Esta é a idéia de morte como possibilidade de renovação natural da matéria e das espécies, a alternância entre vida e morte, que fazem parte do mesmo processo, indefinidamente, um sempre indo terminar no outro; e o que precede sempre dá origem ao que vem depois. Assim, tudo retorna às suas origens. A morte não faz desaparecer os elementos da matéria; somente os dispersa, ocasionada por uma desconexão na cadeia dos elementos, que novamente estariam prontos para serem reagrupados formando outra matéria, com nova cor, forma e sensibilidade.

Para Lucrécio o medo da morte é, também, responsável pela corrida desenfreada do ser humano para o acúmulo de bens, honrarias e poder. Para suplantar esse medo, o indivíduo não respeita limites, nem os seus próprios. Além disso, acende a inveja entre eles e impede o desenvolvimento da amizade, da boa-vontade e da virtude; pode levar à traição e à exacerbação dos temores e das fantasias infantis. O homem passa a temer, não os perigos reais e concretos, mas o que é imaginário e irreal.

Então, nada devemos temer da morte, porque com a perda da unidade corpo e alma e pela interrupção da memória, após sua ocorrência, perdemos também a consciência do que nos aconteceu no passado e nada mais poderá nos afetar ou angustiar, porque não há lembrança alguma dos sofrimentos pelos quais se passou. O temor da morte é, então, completamente desnecessário, pois a morte é a libertação dos males da vida, já que nenhum mal nos pode alcançar. Por isso é igualmente desnecessária a preocupação com o que sucederá ao corpo depois de morto: deve ser indiferente que o enterrem, o queimem, ou o deixem como pasto de feras e de aves de rapina.

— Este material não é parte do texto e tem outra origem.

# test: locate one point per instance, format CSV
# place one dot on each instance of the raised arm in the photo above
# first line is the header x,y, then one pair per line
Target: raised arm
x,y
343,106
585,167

No De rerum natura o homem é um ser da natureza e, como tal, a ela deve submeter-se, admitindo com a mesma tranqüilidade o nascer e o morrer. O problema é que, mesmo não estando satisfeito com a vida, o homem não aceita a morte; quer viver, na esperança de melhores dias, e enfrenta sofrimentos causados pelo medo, pelo amor, pela ambição; não se lembra de que a morte é o fim do sofrer e do lutar, que a morte é ausência de sensação, de dor, de angústia. Lucrécio afirma que nada na morte deve ser temido pelo homem, pois não pode ser infeliz quem não existe e, depois que a morte lhe arrebata a vida, estar morto é o mesmo que não haver nascido. Não existem os castigos infernais e, em vez de temer o Aqueronte, o romano precisa combater seus medos, suas paixões e suas ambições, pois vive atormentado pelo desejo de poder, pelo desejo de ter, e luta como se fosse viver eternamente, numa ânsia irracional, como se o seu poder fosse capaz de ultrapassar a sua vida. Mas, ao mesmo tempo, Lucrécio demonstra que cada um é germe e criatura, pois pela morte participa da renovação dos seres e das coisas. E, se o homem tem de morrer, por que rebelar-se contra o que natural e inevitável? É que o medo da morte provém do desconhecimento do que realmente acontece no mundo, na natureza das coisas e dos homens. Lucrécio acredita que, com sua obra, está ajudando os seus contemporâneos a superar seus medos e angústias, negando a existência de um reino desolado de sombras e abalando os fundamentos da temerosa crença que ameaça o defunto com os terrores de uma noite eterna e de impiedosas torturas. Rejeitando a idéia de vida após a morte liberta a mente humana dos temores que são fruto das superstições alimentados pela religião.